Jumilla et le retour dangereux du suprémacisme religieux en Europe
À Jumilla, petite ville de la région de Murcie, une mesure interdisant aux musulmans d’utiliser les espaces publics pour célébrer la fête religieuse de l’Aïd a été approuvée. Cette mesure, proposée par le Parti populaire et soutenue par Vox, est intervenue quelques semaines seulement après les émeutes anti-migrants de Torre Pacheco, à 110 kilomètres de là, déclenchées par une agression attribuée à trois hommes d’origine marocaine.
Le texte de l’interdiction prévoit d’empêcher l’utilisation des salles de sport, des centres civiques et autres installations pour des « activités religieuses, culturelles ou sociales étrangères à notre identité », sauf s’il s’agit d’événements officiellement organisés par la mairie. Mais le message politique derrière ces mots est loin d’être neutre : pour de nombreux observateurs, il s’agit d’une atteinte directe aux traditions islamiques et à un pilier de la Constitution espagnole : la liberté de religion.
Sans surprise, le parti Vox a célébré la mesure sur les réseaux sociaux, déclarant :
Grâce à Vox, la première mesure interdisant les célébrations islamiques dans l’espace public en Espagne a été approuvée. L’Espagne est et sera toujours la terre des chrétiens.

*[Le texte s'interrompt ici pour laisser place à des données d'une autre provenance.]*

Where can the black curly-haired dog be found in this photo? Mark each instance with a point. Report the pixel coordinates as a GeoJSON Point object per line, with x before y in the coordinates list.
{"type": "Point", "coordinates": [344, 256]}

Des mots qui résonnent comme un signal d’alarme. Car l’Espagne était aussi la terre de l’Andalousie musulmane, un carrefour de savoir, de coexistence et de tolérance entre musulmans, chrétiens et juifs. C’est précisément l’instrumentalisation politique de la religion catholique, au cours des siècles passés, qui a effacé cet héritage : d’abord en expulsant les musulmans, puis en persécutant et en expulsant les juifs.
Aujourd’hui, l’histoire semble se répéter sous de nouvelles formes. Les mouvements politiques qui se proclament « défenseurs du christianisme » utilisent en réalité le nom du Christ comme instrument de division, de discrimination et de peur. En tant que chrétien, je ne peux qu’avoir honte de voir ma foi réduite à un drapeau de bataille contre d’autres enfants de Dieu. Le Christ n’appartient pas à un parti politique. L’Évangile n’est pas un manifeste politique d’exclusion.
Nous devons réagir, et nous devons le faire maintenant. Il ne suffit pas d’exprimer notre indignation : il est temps de lancer une initiative européenne majeure qui unisse chrétiens, musulmans et juifs contre toutes les formes de suprémacisme religieux et de racisme. Un front commun pour réaffirmer que toutes les religions sont nées pour nous rassembler, et non pour nous diviser.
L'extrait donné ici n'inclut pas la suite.